Cyber attacks happen all the time and in multiple forms, causing tremendous harm — e.g., broken trust, financial loss, reputation damage, and intellectual property theft. So preventing and stopping threats surely sounds like a priority, right? The tricky part is that there is not just a one-size-fits-all approach to achieve that. Each organization is unique in size, industry, IT systems, and corresponding weak links. How can cybersecurity professionals account for that? They can do so through threat intelligence.
Threat intelligence the practice of gathering evidence-based data from various sources to analyze companies’ infrastructure and find the most salient vulnerabilities. Cyber threat intelligence services are designed to help prioritize resources and take targeted actions. Let us illustrate this point considering three common types of cyber attack.
In the dangerous world we live in, thousands of malicious programs emerge every hour. AV-TEST Institute reports that over 350,000 malware and unwanted applications are recorded on a daily basis. Can security professionals keep track of every one of them on their own? Not really, but threat intelligence can help.
Imagine that you want to check whether the websites most frequently visited by your employees contain malicious code or files. Threat intelligence feeds automatically collect data from major malware databases. Some of these databases are Web of Trust, Yandex Safe Browsing, and Ransomware Tracker.
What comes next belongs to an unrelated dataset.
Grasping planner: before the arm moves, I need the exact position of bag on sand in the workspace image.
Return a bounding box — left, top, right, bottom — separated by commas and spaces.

Additionally, the feeds let IT security teams know which of these sites may contain known dangerous documents with extensions such as .exe, .zip, or .docm. This capability frees specialists from doing the legwork and allows them to proceed directly with analysis.
Some phishing attacks, such as spear phishing and BEC scams, are notoriously hard to detect through traditional antivirus applications and firewalls. As such, fraudulent emails often make it to your employees’ inbox. When other methods fail, threat intelligence provides an alternative to spot potential phishy senders through the collection and use of publicly available records about domain owners.
For instance, cyber threat intelligence services can collect “whois data”. They use this data to build lists of recently registered domain names that are confusingly similar to those of well-known organizations, long-term suppliers, and large customers. Unfortunately, many staff members are likely to trust these domain names when prompted to disclose sensitive information.
Threat Intelligence Hacking
Websites are attacked 44 times a day on average, in part due to weak encryption and sub-optimal configurations. Cybersecurity specialists in charge of keeping large fleets of sites safe can use threat intelligence to identify where hackers are the most likely to hit considering:
- The risk of website forgery based on the status of SSL certificates and HTTPS enforcement.
- Mail servers and the use of DKIM and DMARC authentication protocols to prevent man-in-the-middle attacks.
- The security configurations of third parties with shared sensitive data.
Organizations and their IT infrastructure are unique in many ways, and threat intelligence is helpful to identify which vulnerabilities are the most salient and, therefore, the types of attacks cybersecurity professionals are the most likely to face.